Representatives from Penn National and its Maine operations, Hollywood Slots at Bangor, and Bangor Raceway, where the company has an off-track betting parlor, said they were pleased to see the project move forward.

“This is just one more step in a long and winding path leading to a great future here in Bangor,” said Steve Snyder, Penn National’s senior vice president for corporate development and one of several company officials who attended Monday’s council meeting.

The councilors’ support for the project hardly came as a surprise.

City officials have been some of the biggest cheerleaders forthe permanent racino, which will almost quadruple the Pennsylvania-based company’s current work force of about 130 employees – and generate at least $2.1 million a year for the city in the form of property tax and lease payments and the city’s share of slots revenue.

That revenue will be used to help pay for a replacement for the city’s aging auditorium and civic center. The city already has earned more than $500,000 from Hollywood Slots in Bangor, the temporary slots facility in the former Miller’s Restaurant on Main Street, which has been operating for six months.

Penn National’s permanent gambling complex, which will house up to 1,500 slot machines, is proposed for the so-called Riverside Block, which encompasses the land between Lincoln and Dutton streets from Main Street to the railroad tracks.

The permanent racino will replace Hollywood Slots. It will include a parking garage, restaurant and retail space.

Penn’s off-track betting operation, now operated out of the grandstand at city-owned Bangor Raceway, also will be housed in the new facility.

Most of the land Penn National is arranging to buy is occupied by a Holiday Inn belonging to Mahaney Properties. Kevin Mahaney, son of the late Bangor businessman Larry Mahaney, owns Mahaney Properties.Construction on the new complex, which will be located on Main Street across from Bass Park, will begin in 2007 or 2008, depending on the outcome of talks with the last remaining lease holder, the real estate firm Re-Max Advantage, which holds a lease on its building through February 2008.

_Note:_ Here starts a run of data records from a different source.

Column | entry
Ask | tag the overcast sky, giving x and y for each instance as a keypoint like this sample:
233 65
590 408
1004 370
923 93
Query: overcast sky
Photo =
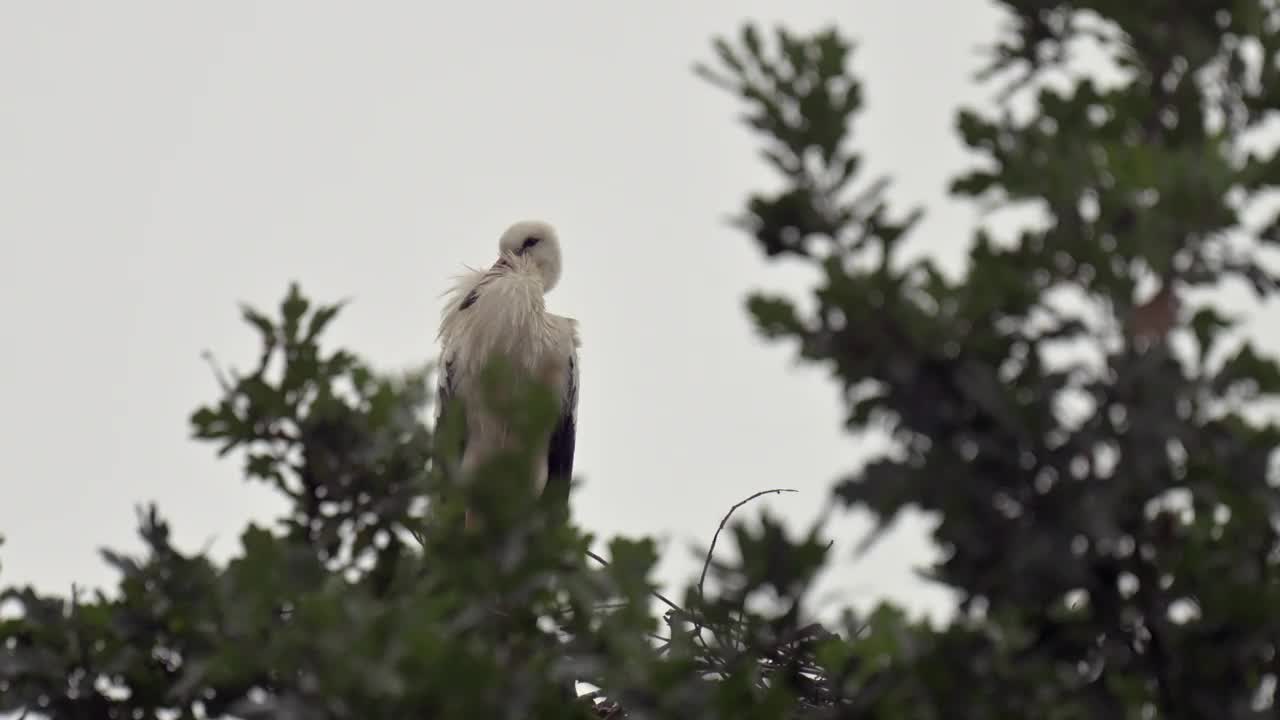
161 162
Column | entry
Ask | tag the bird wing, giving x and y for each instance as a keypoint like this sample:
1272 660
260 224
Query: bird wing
446 390
560 455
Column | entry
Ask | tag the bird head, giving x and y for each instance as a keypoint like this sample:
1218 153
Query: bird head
533 244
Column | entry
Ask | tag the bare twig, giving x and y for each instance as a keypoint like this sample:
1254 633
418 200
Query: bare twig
219 374
711 551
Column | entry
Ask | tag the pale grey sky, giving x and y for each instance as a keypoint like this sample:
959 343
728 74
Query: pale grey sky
161 162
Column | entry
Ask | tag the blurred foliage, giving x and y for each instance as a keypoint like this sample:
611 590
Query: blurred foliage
1104 495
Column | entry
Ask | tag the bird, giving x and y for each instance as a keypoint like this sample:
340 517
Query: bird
502 311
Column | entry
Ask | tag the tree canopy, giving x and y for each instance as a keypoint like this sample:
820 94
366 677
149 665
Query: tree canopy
1077 409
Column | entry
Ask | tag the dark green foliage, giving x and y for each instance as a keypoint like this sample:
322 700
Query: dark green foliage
1116 561
1120 563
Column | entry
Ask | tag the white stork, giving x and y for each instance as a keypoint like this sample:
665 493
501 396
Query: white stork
501 311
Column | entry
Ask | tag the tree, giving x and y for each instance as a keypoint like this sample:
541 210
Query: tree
1114 563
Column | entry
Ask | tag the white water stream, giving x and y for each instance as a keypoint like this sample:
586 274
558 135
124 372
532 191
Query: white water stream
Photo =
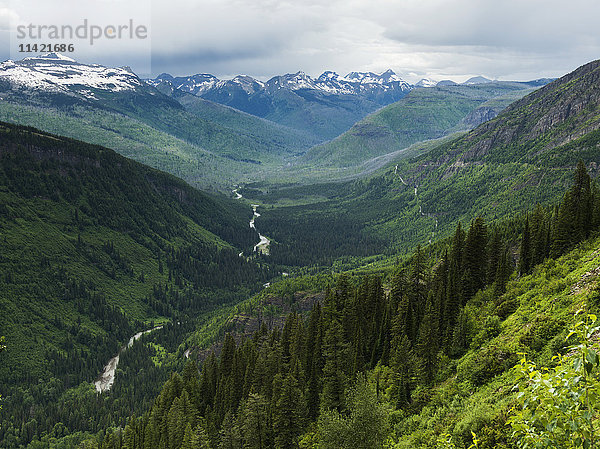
263 245
423 214
107 378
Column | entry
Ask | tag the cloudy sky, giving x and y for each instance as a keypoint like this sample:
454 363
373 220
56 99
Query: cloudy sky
504 39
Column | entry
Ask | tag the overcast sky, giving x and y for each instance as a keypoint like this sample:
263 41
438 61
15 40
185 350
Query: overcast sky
504 39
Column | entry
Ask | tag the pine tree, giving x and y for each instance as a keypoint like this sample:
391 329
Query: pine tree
289 414
230 436
427 343
255 422
503 273
334 354
525 254
564 229
474 259
494 255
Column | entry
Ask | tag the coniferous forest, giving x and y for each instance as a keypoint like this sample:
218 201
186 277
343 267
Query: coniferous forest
340 375
372 291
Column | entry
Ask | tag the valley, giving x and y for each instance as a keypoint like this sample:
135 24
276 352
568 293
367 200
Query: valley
188 262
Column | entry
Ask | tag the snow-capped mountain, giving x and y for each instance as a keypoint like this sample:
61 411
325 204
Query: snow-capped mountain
57 73
324 106
426 82
55 80
355 83
477 80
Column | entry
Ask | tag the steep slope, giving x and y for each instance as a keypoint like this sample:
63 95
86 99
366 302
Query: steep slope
423 114
114 107
523 156
93 248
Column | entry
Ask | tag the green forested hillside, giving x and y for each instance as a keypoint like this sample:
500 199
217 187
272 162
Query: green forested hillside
212 146
93 248
429 352
522 157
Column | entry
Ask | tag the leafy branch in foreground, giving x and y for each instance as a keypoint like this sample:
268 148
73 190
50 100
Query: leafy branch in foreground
558 407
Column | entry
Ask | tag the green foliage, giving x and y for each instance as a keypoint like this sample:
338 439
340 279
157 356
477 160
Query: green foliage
559 406
365 426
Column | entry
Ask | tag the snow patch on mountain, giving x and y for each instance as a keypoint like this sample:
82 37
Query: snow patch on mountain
59 73
426 82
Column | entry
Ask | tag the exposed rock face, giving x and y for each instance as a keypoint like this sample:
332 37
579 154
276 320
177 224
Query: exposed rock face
559 112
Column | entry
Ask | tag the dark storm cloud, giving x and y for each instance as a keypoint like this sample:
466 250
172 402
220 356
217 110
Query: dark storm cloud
509 39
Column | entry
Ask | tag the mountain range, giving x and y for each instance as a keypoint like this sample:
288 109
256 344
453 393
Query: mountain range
216 134
420 274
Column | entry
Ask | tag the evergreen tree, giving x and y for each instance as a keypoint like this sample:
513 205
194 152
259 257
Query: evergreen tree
525 254
427 343
289 413
474 259
255 422
334 354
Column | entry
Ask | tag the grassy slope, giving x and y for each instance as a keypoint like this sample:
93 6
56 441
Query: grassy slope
212 146
58 212
477 390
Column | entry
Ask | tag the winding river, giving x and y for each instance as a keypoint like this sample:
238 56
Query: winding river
107 378
263 245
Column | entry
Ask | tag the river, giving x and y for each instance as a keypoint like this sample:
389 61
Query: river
263 245
107 378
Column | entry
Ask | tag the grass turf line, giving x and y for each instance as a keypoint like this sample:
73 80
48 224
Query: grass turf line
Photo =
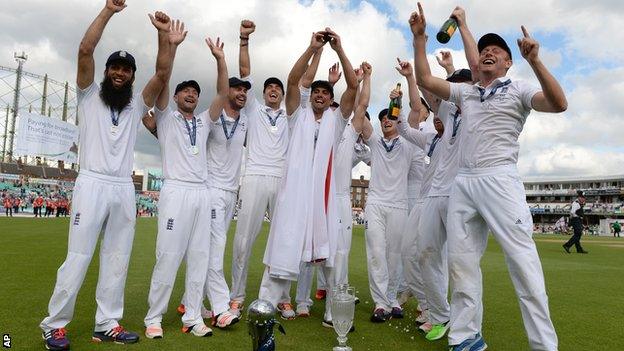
585 293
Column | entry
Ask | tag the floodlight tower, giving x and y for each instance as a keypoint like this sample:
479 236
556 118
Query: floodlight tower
20 59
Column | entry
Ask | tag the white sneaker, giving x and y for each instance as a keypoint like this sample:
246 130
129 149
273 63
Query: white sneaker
224 320
206 313
153 331
303 310
199 329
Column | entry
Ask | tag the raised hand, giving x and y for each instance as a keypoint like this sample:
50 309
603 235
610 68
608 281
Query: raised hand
445 59
417 22
334 73
161 21
529 47
317 41
216 48
116 5
460 15
247 27
404 68
359 74
177 34
334 39
366 68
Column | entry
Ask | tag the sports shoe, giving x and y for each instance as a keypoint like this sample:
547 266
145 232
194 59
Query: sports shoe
286 311
303 310
473 344
397 312
425 327
206 313
236 307
117 335
404 296
225 319
423 317
198 330
320 294
330 324
56 339
380 315
437 332
153 331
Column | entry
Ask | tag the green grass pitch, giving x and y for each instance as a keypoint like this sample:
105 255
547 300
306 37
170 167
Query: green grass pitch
585 292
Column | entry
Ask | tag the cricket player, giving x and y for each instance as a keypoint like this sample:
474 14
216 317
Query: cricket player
103 199
307 196
266 148
488 191
184 205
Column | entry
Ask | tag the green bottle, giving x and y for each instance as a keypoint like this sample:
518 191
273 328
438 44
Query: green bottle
447 30
394 110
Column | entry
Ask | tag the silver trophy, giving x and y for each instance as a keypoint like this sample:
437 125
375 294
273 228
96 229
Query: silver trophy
261 320
343 309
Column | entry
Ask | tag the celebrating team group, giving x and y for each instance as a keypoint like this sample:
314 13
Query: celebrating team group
436 189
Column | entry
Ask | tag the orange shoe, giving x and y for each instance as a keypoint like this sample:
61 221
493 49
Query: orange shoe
320 294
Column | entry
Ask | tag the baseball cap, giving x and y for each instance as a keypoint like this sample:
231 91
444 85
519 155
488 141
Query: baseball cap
235 81
323 84
461 75
122 56
493 39
188 83
273 80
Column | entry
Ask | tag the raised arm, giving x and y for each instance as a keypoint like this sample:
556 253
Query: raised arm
219 101
418 112
347 101
360 123
177 34
244 63
163 59
551 98
299 68
86 63
445 60
437 86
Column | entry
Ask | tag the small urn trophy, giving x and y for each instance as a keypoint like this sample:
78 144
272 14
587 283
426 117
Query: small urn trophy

According to Snyder, Penn National will pay more than $7 million for the several properties that comprise the site.

Larry Mahaney had negotiated an option on the adjacent Main Street Inn and the two houses behind it, but the option expired March 31. Penn National wound up dealing directly with the properties’ owner, Chiou Lin of Hampden.

The hotel properties, across the street from Bass Park and Bangor Raceway, are among the few commercially zoned properties large enough to accommodate Penn’s proposed 150,000-square-foot permanent facility and attached multilevel parking garage within the 2,000-foot radius of Bangor Raceway required by state law.

Cashwell said Larry Mahaney deserved much of the credit for cobbling together the Riverside Block, which allowed the city to retain Bass Park for such traditional activities as harness racing, the Bangor State Fair, various conferences, conventions and trade shows, to name a few.

Moving the racino across Main Street also helped avoid some potentially serious traffic backups by eliminating the need to cross two lanes of traffic to reach Bass Park from points south and Interstate 395.

“Right up to the week he died, [Mahaney] was checking in personally with me” to see how he could help facilitate negotiations, Cashwell said.

Others who weighed in on the racino project included:

. Tom Palmer, a hotelier and Bangor Region Chamber of Commerce board chairman, who said the temporary racino already was generating spinoff business at local hotels, the Bangor Mall and other places.

“Their numbers are all up, and that’s been steady since November” when the temporary slots parlor opened, he said.

. Charlie Birkel, a longtime resident, who has patronized Hollywood Slots and the OTB, who praised them as “delightful, clean and relaxing. They should be given a round of compliments for a job well done in the city so far.”

. Diane Cormier, owner of Diva’s Gentlemen’s Club, said Hollywood Slots has had a positive impact on her business.

“I know a lot of people win, and then they come over and are giving it to the girls,” she said. “I love them,” she said of Hollywood Slots. “I’m glad they’re here.”